El profesor abrió su cuaderno de apuntes, giró las hojas, se detuvo en unos renglones escritos con lapicera negra. Leyó con la vista las primeras frases... “Según Deleuze, Nietzsche no habla desde la óptica del sujeto sino desde la óptica de la vida. La vida es para Nietzsche fuerza, voluntad de poder. Con la muerte de Dios el sujeto que se resiste a esa sublime corriente también perece y esto preanuncia el nacimiento del voluptuoso superhombre, que montado al brioso caballo de la vida, afirma la existencia con toda su complejidad y contradicciones...”.

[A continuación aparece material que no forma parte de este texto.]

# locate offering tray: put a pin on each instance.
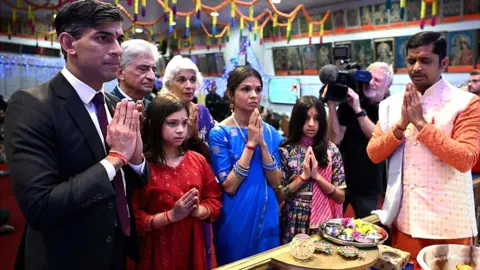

Dejó de leer y cerró su cuaderno. Había decidido no dar clase. Siempre la misma cantilena, reprenderlos para que presten atención, soportar el desgano, los cuchicheos, sentir que le estaba hablando al aire, que podía delirarse con cualquier comentario y nadie notaría el desatino . Hoy no, no se prestaría a ese exasperante juego, simplemente se quedaría callado, haría el mínimo esfuerzo de permanecer en silencio hasta que transcurran por completo los ochenta minutos de su módulo escolar.
Afortunadamente para él, el tiempo fue pasando sin que ningún alumno manifestara absolutamente nada ante la situación que se estaba viviendo. Faltando quince minutos para la finalización del encuentro, María Sol, la joven de anteojos y acné sempiterno, quizá recordando años pretéritos de aplicación, se acercó al profesor y le preguntó si iba a dejar tarea para la próxima clase.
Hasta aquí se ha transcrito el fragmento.